The proposal outlines the development of 1203 ‘stalks’, made of carbon fiber-reinforced resin, which will stand 55 metres tall and will be anchored to concrete bases 10 to 20 metres in diameter. The stalks themselves decrease in diameter from base to tip and will light up with the aid of LEDs as winds pick up.
While he aesthetic is certainly different from modern wind power infrastructure, it is the technical aspect contained within the base of each pole that truly stands out as innovative.
“Within each hollow pole is a stack of piezoelectric ceramic discs (and) between the ceramic disks are electrodes,” explains the development team.

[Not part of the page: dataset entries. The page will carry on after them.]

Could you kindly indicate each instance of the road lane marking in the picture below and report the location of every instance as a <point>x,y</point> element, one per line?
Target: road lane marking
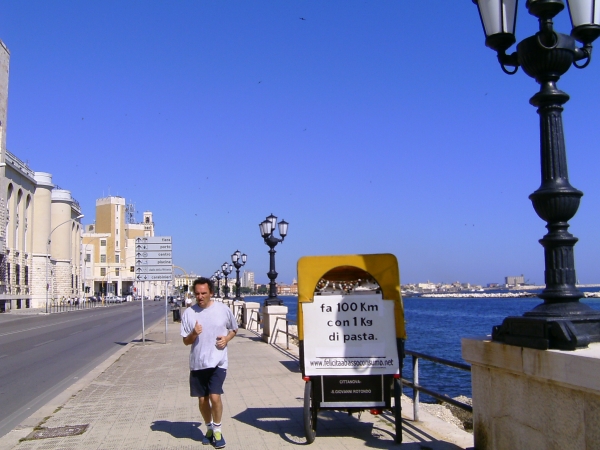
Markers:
<point>50,325</point>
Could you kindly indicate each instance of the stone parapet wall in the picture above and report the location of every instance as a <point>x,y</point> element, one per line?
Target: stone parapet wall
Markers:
<point>535,399</point>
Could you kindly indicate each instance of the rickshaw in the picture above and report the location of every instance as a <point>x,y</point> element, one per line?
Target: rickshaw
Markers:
<point>351,336</point>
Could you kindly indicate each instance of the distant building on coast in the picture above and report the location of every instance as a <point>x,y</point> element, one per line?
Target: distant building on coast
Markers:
<point>247,279</point>
<point>515,281</point>
<point>288,289</point>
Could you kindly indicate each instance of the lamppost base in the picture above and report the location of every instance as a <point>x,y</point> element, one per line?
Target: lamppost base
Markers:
<point>273,301</point>
<point>568,332</point>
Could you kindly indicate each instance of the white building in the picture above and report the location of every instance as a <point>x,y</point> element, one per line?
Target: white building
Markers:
<point>247,279</point>
<point>40,229</point>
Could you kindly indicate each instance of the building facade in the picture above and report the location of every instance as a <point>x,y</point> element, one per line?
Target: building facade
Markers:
<point>40,227</point>
<point>108,251</point>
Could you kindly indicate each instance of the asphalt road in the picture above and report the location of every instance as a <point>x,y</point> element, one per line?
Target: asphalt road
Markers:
<point>41,355</point>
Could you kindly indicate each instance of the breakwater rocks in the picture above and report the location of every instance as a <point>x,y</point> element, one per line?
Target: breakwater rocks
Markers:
<point>481,295</point>
<point>492,295</point>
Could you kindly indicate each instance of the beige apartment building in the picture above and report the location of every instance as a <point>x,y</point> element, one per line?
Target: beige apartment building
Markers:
<point>40,227</point>
<point>108,250</point>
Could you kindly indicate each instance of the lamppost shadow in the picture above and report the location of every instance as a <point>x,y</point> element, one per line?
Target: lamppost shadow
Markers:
<point>179,430</point>
<point>288,423</point>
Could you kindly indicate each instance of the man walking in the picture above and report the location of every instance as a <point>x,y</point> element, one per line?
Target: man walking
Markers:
<point>208,326</point>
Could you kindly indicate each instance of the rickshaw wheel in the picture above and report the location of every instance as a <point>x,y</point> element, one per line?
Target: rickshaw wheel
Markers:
<point>310,414</point>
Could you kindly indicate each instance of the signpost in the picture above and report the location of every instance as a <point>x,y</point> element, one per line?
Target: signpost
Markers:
<point>153,262</point>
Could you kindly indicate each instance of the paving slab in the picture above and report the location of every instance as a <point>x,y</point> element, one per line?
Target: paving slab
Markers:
<point>139,399</point>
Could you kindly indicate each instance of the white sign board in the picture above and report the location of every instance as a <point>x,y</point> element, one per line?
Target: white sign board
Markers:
<point>153,258</point>
<point>350,335</point>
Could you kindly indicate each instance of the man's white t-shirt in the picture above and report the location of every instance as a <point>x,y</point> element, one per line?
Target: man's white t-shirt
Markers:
<point>216,320</point>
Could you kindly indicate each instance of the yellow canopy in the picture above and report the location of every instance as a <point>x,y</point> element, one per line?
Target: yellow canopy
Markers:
<point>382,267</point>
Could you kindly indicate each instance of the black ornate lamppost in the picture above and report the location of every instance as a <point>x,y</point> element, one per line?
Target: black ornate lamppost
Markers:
<point>226,269</point>
<point>562,321</point>
<point>267,227</point>
<point>218,275</point>
<point>236,258</point>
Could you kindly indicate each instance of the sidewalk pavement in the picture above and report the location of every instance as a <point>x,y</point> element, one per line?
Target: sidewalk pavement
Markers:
<point>139,399</point>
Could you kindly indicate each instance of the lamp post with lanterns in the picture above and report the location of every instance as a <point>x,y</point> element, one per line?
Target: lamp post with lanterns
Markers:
<point>267,227</point>
<point>226,269</point>
<point>218,275</point>
<point>238,261</point>
<point>562,321</point>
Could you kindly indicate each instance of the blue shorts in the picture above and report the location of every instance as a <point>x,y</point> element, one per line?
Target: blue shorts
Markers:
<point>207,381</point>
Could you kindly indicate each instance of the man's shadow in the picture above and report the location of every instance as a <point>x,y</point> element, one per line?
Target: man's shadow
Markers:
<point>179,430</point>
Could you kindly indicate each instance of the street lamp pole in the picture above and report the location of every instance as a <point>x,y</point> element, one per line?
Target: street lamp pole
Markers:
<point>562,321</point>
<point>236,258</point>
<point>226,269</point>
<point>267,227</point>
<point>48,253</point>
<point>218,275</point>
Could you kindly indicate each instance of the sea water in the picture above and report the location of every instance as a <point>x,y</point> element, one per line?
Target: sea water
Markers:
<point>435,326</point>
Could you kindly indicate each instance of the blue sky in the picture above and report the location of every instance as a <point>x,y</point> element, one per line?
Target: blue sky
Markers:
<point>369,126</point>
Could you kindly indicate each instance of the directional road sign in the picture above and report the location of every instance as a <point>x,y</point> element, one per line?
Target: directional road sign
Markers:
<point>153,258</point>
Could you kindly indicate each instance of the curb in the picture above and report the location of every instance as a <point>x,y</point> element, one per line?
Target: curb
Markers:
<point>12,438</point>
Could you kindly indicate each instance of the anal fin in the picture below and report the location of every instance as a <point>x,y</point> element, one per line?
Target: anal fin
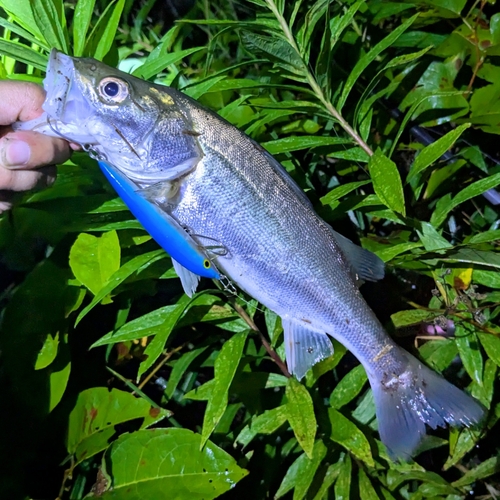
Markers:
<point>189,280</point>
<point>304,346</point>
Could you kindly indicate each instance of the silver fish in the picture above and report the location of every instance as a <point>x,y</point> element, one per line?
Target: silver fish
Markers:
<point>224,187</point>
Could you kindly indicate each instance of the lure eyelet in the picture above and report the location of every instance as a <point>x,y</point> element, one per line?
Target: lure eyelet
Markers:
<point>113,90</point>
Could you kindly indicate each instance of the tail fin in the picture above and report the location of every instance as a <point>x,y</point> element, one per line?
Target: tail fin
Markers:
<point>419,396</point>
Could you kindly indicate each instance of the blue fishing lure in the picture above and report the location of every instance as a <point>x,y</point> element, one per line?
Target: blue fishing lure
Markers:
<point>163,228</point>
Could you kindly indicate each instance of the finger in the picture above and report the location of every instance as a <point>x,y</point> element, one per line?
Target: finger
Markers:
<point>20,101</point>
<point>25,150</point>
<point>23,180</point>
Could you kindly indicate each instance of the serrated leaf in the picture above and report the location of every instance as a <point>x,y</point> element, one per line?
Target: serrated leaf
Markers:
<point>300,414</point>
<point>94,260</point>
<point>168,463</point>
<point>350,437</point>
<point>224,370</point>
<point>92,421</point>
<point>387,182</point>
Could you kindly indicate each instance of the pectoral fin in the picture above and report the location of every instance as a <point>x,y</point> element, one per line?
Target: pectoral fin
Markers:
<point>304,346</point>
<point>188,279</point>
<point>365,265</point>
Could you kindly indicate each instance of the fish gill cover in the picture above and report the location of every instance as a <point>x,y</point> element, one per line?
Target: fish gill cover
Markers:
<point>385,115</point>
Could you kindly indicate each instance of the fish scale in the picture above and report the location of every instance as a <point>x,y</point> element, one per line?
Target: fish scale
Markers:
<point>214,184</point>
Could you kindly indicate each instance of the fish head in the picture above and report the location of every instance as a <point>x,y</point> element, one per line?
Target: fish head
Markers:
<point>137,126</point>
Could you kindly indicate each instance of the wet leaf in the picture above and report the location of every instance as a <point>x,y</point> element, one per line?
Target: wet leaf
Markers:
<point>348,388</point>
<point>266,423</point>
<point>300,414</point>
<point>301,473</point>
<point>468,348</point>
<point>93,260</point>
<point>96,413</point>
<point>350,437</point>
<point>224,370</point>
<point>168,463</point>
<point>134,265</point>
<point>434,151</point>
<point>387,182</point>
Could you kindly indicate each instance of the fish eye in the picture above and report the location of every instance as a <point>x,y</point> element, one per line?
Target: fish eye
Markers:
<point>113,90</point>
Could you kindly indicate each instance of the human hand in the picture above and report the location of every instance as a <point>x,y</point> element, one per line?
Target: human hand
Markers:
<point>26,158</point>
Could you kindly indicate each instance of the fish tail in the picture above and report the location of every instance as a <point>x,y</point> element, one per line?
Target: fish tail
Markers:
<point>404,404</point>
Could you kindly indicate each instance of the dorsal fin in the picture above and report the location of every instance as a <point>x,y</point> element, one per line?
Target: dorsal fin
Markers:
<point>365,265</point>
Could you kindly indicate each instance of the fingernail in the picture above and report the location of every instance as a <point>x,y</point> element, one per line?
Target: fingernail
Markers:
<point>14,153</point>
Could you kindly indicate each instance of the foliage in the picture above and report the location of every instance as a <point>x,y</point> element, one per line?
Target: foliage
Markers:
<point>333,89</point>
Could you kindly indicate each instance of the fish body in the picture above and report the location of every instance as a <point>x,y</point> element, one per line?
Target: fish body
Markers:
<point>229,193</point>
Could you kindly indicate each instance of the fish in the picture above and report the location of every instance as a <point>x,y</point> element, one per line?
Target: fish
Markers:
<point>226,191</point>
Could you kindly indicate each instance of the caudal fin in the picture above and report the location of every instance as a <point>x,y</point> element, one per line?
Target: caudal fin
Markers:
<point>419,396</point>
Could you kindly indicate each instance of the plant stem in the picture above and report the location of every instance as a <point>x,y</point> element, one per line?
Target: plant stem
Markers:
<point>314,84</point>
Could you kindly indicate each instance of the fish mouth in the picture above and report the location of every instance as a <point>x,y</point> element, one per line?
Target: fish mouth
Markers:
<point>65,102</point>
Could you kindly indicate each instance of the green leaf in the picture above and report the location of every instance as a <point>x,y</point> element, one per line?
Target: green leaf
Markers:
<point>94,260</point>
<point>343,483</point>
<point>485,469</point>
<point>301,416</point>
<point>48,353</point>
<point>365,60</point>
<point>22,13</point>
<point>491,344</point>
<point>180,368</point>
<point>296,143</point>
<point>23,54</point>
<point>350,437</point>
<point>168,463</point>
<point>144,326</point>
<point>81,22</point>
<point>348,388</point>
<point>154,66</point>
<point>225,368</point>
<point>470,354</point>
<point>301,473</point>
<point>431,239</point>
<point>157,345</point>
<point>434,151</point>
<point>340,191</point>
<point>412,317</point>
<point>107,37</point>
<point>387,182</point>
<point>134,265</point>
<point>475,189</point>
<point>48,19</point>
<point>366,490</point>
<point>96,413</point>
<point>266,423</point>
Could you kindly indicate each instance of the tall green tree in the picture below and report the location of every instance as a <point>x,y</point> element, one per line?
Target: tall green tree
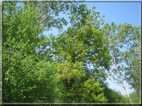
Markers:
<point>76,48</point>
<point>25,72</point>
<point>124,47</point>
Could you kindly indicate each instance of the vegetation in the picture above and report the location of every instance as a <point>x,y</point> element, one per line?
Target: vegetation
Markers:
<point>69,68</point>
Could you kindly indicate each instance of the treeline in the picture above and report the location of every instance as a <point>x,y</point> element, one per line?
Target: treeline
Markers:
<point>71,67</point>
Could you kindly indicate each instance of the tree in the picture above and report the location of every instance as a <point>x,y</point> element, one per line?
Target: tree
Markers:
<point>74,50</point>
<point>121,39</point>
<point>25,73</point>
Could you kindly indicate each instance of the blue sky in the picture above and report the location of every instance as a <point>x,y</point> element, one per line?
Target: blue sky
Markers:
<point>119,13</point>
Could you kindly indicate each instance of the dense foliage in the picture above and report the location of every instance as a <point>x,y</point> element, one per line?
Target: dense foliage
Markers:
<point>69,68</point>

These discs and electrodes are connected to a cable which runs up the pole. When wind causes the ‘stalks’ to sway, the discs compress, generating a current.
A generator, also contained in the base of the pole, converts the kinetic energy into electricity ‘by way of an array of current generating shock absorbers.’
While the developers admit that the electricity flow generated by the machinery would not be constant, the Windstalk initiative does have the benefit of mass quantity, with the devices able to be packed into denser spaces than wind turbines.
The developers believe the Windstalk initiative is both possible and feasible due to the fact that ‘it is based on a set systems that already exist and work.’
Only time will tell if and when this, or any other new renewable energy technology, will hit the commercial market. In the meantime, the design should inspire engineers and designers to think feasible innovations to aid in the continuing creation of a cutting edge green building sector.